The larynx is the upper end of the lower airway. It is continuous with the trachea below and the pharynx posterosuperiorly.

The larynx is a cartilaginous chamber about 4 cm (1.5 in.) long. Its primary function is to keep food and drink out of the airway, but it evolved the additional role of sound production (phonation) in many animals; hence, we colloquially think of it as the “voice box.”

Figure 2. Larynx anatomy

anatomy of the larynx

larynx

The superior opening of the larynx is guarded by a flap of tissue called the epiglottis. At rest, the epiglottis stands almost vertically. During swallowing, however, extrinsic muscles of the larynx pull the larynx upward toward the epiglottis, the tongue pushes the epiglottis downward to meet it, and the epiglottis closes the airway and directs food and drink into the esophagus behind it. The vestibular folds of the larynx, play a greater role in keeping food and drink out of the airway,
however.

The framework of the larynx consists of nine cartilages. The first three are solitary and relatively large. The most superior one, the epiglottic cartilage, is a spoon-shaped supportive plate in the epiglottis. The largest, the thyroid cartilage, is named for its shieldlike shape. It broadly covers the anterior and lateral aspects of the larynx. The “Adam’s apple” is an anterior peak of the thyroid cartilage called the laryngeal prominence. Testosterone stimulates the growth of this prominence, which is therefore larger in males than in females. Inferior to the thyroid cartilage is a ringlike cricoid cartilage. The thyroid and cricoid cartilages
essentially constitute the “box” of the voice box.

In infants, the larynx is relatively high in the throat and the epiglottis touches the soft palate. This creates a more or less continuous airway from the nasal cavity to the larynx and allows an infant to breathe continually while swallowing. The epiglottis deflects milk away from the airstream, like rain running off a tent while it remains dry inside. By age 2, the root of the tongue becomes more muscular and forces the larynx to descend to a lower position. It then becomes impossible to breathe and swallow at the same time without choking.

The walls of the larynx are quite muscular. The superficial extrinsic muscles connect the larynx to the hyoid bone and elevate the larynx during swallowing. Also called the infrahyoid group. The deeper intrinsic muscles control the vocal cords by pulling on the corniculate and arytenoid cartilages, causing the cartilages to pivot. Depending on their direction of rotation, the arytenoid cartilages abduct or adduct the vocal cords.

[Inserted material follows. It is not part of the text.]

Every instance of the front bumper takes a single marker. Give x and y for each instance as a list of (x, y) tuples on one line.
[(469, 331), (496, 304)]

The interior wall of the larynx has two folds on each side that stretch from the thyroid cartilage in front to the arytenoid cartilages in back. The superior vestibular folds play no role in speech but close the larynx during swallowing. They are supported by the vestibular ligaments. The inferior vocal cords (vocal folds) produce sound when air passes between them. They contain the vocal ligaments and are covered with stratified squamous epithelium, best suited to endure vibration and contact between the cords. The vocal cords and the opening between them are collectively called the glottis.

Sound Production

Air passing through the glottis vibrates the vocal folds and produces sound waves. Air forced between the adducted vocal cords vibrates them, producing a high-pitched sound when the cords are relatively taut and a lower pitched sound when they are more slack. Children have slender, short vocal folds, so their voices are high-pitched. At puberty the larynx of a male enlarges more than that of a female. In adult males, the vocal cords are usually longer and thicker, vibrate more slowly, and produce lower-pitched sounds than in females. Loudness is determined by the force of the air passing between the vocal cords.

Although the vocal cords alone produce sound, they do not produce intelligible speech; some anatomists have likened their sound to a hunter’s duck call. Amplification and echoing of the sound occur within the pharynx, oral cavity, nasal cavity, and paranasal sinuses. The crude sounds from the larynx are formed into words by actions of the pharynx, oral cavity, voluntary movements of the tongue, and lips.